Keyaki is the most favored wood for beauty and decorative effect. It is a dense, hard, ring-porous wood, always flat-sawn to expose grain and figure. “Ring Porous” refers to the large pores in the early growth of the season. Such pores are exposed as wood is milled and cut, especially when flat-sawn. Some keyaki wood has very figurative grain, depending on where boards are cut from the tree. With yellowish beige outer layers and amber red toward the heartwood, zelkova is appreciated for its bold grain and high luster. A medium-hard wood, its strength lies in its great resilience and the fact that it allows very little or no expansion, contraction, or warping. The very best timbers are furthermore quite resistant to rotting. Grown on three of the four main islands of Japan-Honshu, Shikoku and Kyushu-this member of the elm family was even used as building timbers.

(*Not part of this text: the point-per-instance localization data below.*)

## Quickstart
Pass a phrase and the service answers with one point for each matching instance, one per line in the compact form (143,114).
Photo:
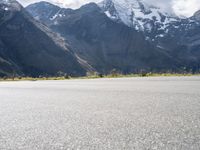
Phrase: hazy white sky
(180,7)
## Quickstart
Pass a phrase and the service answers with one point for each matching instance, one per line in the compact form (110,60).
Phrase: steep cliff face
(29,48)
(104,43)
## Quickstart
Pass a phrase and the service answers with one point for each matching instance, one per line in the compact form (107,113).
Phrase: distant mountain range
(127,36)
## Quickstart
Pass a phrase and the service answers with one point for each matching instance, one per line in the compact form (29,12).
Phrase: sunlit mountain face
(127,36)
(184,8)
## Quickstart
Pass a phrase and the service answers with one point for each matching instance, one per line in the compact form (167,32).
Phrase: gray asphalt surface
(160,113)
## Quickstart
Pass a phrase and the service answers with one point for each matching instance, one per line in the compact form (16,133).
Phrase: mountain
(29,48)
(102,42)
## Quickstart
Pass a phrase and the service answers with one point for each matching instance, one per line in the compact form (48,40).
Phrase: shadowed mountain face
(102,42)
(29,48)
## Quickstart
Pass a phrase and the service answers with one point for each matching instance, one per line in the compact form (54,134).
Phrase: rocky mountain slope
(104,43)
(29,48)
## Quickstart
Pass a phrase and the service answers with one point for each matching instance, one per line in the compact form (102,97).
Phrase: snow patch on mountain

Keyaki is the primary face wood for drawers and decorative panels in doors, often contrasting in color with sugi(ceder) and hinoki. In furniture, it is most commonly used for such items as chests, trunks, and writing table and desk.
It is one of the most expensive Japanese furniture woods. The reason why it is so expensive is that for Keyaki tree, it takes at least 70-80 years to grow big enough to be milled and cut down for furniture. Usually, 100-120 year-old Keyaki is used for furniture. After that, grain has to be placed in dry storage for 5-10 years and completely dried. For the preparation, it takes at least 100 years. This is why Keyaki is so variable and appreciated in Japan.